Granted, Waters isn’t safe from a little self-mutilation when it comes to his greatest records. Dark Side of the Moon Redux is still one of the biggest question marks in his discography, and even with some of the cornerstone members of Pink Floyd working on it, hearing him talk-sing his way through ‘Money’ or try to replay some of Richard Wright’s best keyboard lines still feels like musical sacrilege.

Looking at what Waters has done in the past, though, taking something out of the can and playing with it again was never off the table. He had already left the band with the rights to perform The Wall in any way that he saw fit, and when working on putting together the massive show in Berlin in tribute to the Berlin Wall coming down, many new faces went over surprisingly well.

No one would have considered the first person to sing ‘Another Brick in the Wall’ to be Cyndi Lauper or Van Morrison to take a swing at ‘Comfortably Numb,’ but each of them managed to pull it off a lot better than many would have expected.
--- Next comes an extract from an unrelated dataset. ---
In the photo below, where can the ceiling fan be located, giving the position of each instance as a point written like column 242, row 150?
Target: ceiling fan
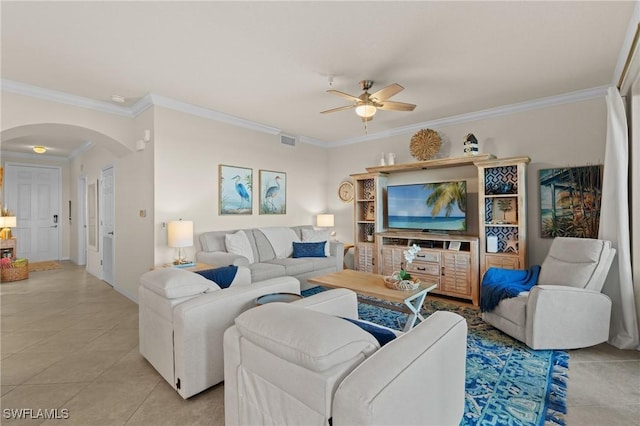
column 367, row 104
Then again, this is theatre, and the concept of a rock opera was supposed to be carried on by other rock artists ever since the days of Pete Townshend.

While Townshend isn’t responsible for making the first concept album, Tommy was the first of its kind to have a fully-fledged story behind every act. The Beatles may have flirted with the idea of an imaginary band during the days of Sgt Pepper, but hearing the story of a deaf, dumb and blind boy carried out throughout the space of one record was the kind of masterstroke that no one saw coming.

And despite the movie also garnering great reviews for Tina Turner playing ‘The Acid Queen’ and Jack Nicholson pulling off the role of The Doctor, seeing The Who bring out more guests for a stage production of it in 1989 was absolute rubbish for Waters, saying, “I thought Tommy was reduced dramatically by the inclusion of Billy Idol and Patti LaBelle and Phil Collins. I find the ubiquitous nature of Phil Collins’s presence in my life irritating anyway – but having said that, the kid is a child actor, and he was very good. But Billy Idol and Patti LaBelle were an absolute nightmare. They were fucking awful.”

At the same time, the band seemed to be placed in the right kind of format to pull off this kind of production. The thought of living cartoon character Billy Idol doing the rock and roll equivalent of a Broadway show does make a bit more sense, whereas Waters’s choice of Bryan Adams to perform ‘Young Lust’ in his masterpiece is still one of the oddest musical substitutions in rock history.

Even if some of them didn’t do justice to the version of Tommy Waters had in his head, it’s easy to respect where Townshend was coming from. Every rock opera has to be somewhat elastic for everything to work, and with a new cast of characters to put around the band, the story manages to stay evergreen depending on who is singing it.